So I’m sure at one time or another we all have heard of May-December Romances. May-December Relationships often involve a wealthy older man and a younger beautiful woman; with the older lover sponsoring all the things his young lover’s heart desires. But nowadays older women have joined the popular wisdom. Older women have also started taking care of younger men as long as they supply their needs. Most of these relations seem to have formed from the older man or woman coming from divorce, being widowed, or maybe the older lover focusing on a career, business, or life in general in their younger years; and not taking love so seriously. So in their older years they grow lonely and seek excitement, fun, and sexual healing…and may I add, is willing to pay whatever they have to, to get the younger lover and keep them. The younger lover on the other hand gives a fallacy of love in order to gain wealth, social status, or advancement opportunities. In some cases the December lover is aware and don’t mind the absence of real genuine love; however, in most cases one is surely deceiving the other to get what they want from the relationship.

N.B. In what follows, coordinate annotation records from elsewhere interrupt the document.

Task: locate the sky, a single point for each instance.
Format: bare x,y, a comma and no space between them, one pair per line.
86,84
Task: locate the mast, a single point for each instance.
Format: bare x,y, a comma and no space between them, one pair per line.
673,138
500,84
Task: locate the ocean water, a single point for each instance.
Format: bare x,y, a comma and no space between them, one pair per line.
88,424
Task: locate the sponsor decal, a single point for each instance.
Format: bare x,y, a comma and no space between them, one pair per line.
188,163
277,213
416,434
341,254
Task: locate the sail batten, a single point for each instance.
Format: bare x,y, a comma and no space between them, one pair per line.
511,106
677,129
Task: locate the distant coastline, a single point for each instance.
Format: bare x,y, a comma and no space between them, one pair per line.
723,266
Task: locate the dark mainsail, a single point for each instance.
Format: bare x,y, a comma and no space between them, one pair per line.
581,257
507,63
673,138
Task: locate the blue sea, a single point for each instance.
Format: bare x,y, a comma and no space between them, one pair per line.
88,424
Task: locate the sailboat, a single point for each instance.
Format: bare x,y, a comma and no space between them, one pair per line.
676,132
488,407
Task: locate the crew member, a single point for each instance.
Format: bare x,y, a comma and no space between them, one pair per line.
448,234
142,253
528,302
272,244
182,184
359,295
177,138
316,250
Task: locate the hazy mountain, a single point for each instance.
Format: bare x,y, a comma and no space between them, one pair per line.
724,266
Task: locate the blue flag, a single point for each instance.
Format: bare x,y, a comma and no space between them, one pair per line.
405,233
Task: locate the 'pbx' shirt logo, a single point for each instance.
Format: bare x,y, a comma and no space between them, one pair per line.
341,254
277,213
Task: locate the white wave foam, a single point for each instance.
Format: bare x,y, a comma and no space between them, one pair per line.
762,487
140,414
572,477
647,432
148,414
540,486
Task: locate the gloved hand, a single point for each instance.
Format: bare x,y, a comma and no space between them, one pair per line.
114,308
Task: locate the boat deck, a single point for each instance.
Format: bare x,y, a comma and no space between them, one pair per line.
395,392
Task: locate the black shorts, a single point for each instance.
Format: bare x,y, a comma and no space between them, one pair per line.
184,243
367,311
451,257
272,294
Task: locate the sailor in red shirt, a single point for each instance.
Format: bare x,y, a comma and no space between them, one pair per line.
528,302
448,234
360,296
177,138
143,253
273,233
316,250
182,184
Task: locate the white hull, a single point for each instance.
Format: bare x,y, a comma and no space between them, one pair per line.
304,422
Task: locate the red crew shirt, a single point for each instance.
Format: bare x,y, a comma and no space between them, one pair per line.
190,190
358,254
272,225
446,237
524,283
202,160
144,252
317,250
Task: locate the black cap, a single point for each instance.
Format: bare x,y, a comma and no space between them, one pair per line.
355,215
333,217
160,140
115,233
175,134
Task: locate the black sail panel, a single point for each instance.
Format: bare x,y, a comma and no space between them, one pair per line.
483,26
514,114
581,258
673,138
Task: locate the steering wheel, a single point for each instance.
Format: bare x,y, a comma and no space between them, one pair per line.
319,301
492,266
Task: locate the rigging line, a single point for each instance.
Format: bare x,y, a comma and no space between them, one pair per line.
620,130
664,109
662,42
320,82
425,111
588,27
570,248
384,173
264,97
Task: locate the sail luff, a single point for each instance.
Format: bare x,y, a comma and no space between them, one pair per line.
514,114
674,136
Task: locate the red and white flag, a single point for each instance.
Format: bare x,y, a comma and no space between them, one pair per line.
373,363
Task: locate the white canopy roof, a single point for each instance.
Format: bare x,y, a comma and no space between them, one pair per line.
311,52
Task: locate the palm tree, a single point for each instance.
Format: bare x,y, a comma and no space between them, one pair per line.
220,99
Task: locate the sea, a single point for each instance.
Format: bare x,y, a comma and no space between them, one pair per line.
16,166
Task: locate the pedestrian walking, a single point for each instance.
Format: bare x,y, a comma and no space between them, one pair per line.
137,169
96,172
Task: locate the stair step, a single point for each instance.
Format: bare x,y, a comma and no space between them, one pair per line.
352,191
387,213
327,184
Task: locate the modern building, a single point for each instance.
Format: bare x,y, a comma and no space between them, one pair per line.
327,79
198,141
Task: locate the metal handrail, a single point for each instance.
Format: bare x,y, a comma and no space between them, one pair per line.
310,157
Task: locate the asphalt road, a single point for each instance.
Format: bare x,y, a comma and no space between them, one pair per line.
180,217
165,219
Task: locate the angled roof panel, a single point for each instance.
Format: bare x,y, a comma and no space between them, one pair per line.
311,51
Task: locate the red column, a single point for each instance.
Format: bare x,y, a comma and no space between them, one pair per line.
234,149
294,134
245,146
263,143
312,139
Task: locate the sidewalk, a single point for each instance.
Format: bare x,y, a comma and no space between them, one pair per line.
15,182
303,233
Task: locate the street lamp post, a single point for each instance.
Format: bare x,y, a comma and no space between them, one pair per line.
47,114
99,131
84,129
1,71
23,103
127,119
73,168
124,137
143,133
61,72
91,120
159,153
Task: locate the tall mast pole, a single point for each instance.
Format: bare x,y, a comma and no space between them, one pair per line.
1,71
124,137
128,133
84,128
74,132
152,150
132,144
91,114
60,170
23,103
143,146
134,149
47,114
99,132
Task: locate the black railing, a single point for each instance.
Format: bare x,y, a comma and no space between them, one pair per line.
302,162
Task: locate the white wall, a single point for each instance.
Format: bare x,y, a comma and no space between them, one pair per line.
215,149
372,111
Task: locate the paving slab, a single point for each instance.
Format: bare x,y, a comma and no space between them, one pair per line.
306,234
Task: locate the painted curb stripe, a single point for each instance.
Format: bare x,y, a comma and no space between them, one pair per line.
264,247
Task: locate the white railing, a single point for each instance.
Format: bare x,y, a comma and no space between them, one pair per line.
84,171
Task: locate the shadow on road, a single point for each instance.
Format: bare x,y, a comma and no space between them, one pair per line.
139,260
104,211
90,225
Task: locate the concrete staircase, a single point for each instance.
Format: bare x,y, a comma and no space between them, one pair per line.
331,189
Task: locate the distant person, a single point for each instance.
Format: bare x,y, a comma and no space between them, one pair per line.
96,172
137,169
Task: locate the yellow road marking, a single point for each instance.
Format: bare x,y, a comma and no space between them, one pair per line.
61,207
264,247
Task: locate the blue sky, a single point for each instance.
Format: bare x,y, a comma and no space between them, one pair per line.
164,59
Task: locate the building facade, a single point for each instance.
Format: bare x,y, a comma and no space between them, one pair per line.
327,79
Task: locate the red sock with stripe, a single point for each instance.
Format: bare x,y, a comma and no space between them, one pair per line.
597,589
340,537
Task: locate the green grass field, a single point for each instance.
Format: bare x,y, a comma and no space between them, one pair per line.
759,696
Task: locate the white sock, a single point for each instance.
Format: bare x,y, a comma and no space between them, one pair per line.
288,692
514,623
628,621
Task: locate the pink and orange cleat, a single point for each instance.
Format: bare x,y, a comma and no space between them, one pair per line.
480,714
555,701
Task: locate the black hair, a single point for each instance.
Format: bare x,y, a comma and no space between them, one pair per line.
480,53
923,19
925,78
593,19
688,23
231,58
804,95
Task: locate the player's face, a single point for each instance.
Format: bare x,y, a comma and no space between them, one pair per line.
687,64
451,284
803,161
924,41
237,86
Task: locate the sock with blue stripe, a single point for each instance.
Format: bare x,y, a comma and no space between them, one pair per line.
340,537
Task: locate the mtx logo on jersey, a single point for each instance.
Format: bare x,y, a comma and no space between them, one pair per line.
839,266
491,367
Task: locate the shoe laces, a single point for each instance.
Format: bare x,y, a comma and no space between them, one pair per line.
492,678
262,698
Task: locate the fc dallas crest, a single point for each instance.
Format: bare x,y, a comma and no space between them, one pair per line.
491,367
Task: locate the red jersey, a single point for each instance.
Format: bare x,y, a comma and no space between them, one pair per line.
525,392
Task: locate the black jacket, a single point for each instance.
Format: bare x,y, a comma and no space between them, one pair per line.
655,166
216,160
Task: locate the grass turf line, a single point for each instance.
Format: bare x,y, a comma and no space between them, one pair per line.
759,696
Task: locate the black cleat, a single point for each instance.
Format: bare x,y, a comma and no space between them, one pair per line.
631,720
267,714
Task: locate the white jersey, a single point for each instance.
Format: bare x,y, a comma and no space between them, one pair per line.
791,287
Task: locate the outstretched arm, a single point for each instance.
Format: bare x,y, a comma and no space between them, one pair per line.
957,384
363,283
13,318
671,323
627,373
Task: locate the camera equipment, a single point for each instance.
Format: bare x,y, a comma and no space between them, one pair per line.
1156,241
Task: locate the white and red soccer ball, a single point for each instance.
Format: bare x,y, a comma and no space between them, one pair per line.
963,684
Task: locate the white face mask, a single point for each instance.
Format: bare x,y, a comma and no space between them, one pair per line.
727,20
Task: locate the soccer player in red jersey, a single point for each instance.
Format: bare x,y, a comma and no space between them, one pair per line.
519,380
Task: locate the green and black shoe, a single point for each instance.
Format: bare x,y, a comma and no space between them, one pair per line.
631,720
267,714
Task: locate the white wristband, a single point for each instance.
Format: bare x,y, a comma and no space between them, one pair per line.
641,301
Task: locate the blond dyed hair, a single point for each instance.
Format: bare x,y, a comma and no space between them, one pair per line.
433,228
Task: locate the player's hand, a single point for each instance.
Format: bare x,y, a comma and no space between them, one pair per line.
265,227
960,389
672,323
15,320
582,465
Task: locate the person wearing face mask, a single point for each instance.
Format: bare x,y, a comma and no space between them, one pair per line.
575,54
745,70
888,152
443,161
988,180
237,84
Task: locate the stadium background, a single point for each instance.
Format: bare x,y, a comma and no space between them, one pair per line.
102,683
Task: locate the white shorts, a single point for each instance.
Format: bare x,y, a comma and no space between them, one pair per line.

In my younger years I had a May-December romance with and older gentleman. In the beginning my intentions were solely based on what I could get from the relationship; however, I was thrown for a loop and actually grew feelings for the old joker…He was a great man and supplied me with so many things, not just material wise, but knowledge and wisdom as well. The down fall was he was older, had lived life, and was set in his own ways. I was young, vibrant, and wanted fun and action. Not to spend every Saturday night in his Jacuzzi, watching CNN. My older lover also had insecurities. Every man that I would come in contact with, that was younger; he felt I wanted them in some sort of way. Later came the midnight rides by my house to see who was there. Graduating to stalker like behavior which made me have to end the relationship. After leaving that relationship, I promised myself that I would never involve myself in such a relationship again. It was a hard and stressful relationship, I’m almost sure it was just as stressful to him. But by both of us wanting whatever we wanted from each other, we were willing to deal with certain behaviors that we wouldn’t have had to deal with; had we chose to date someone of our own age and status.
In conclusion, I feel that in order to date someone that is of a significant age difference from yourself, you still will have to have some kind to liking or understanding of the other person. Because it will be lots of ups and downs or plus and minuses. The May- December Romance may be an enjoyable ride, however, in my opinion; the ride will be a short one, because eventually both will have to face the fact that they are living a fallacy of emotions to satisfy his or her needs. And in time all those hidden intentions or insecurities will begin to surface and tear apart the May-December Romance anyway.
What are your thoughts? Do you feel that these types of relationships are healthy? Do they really last?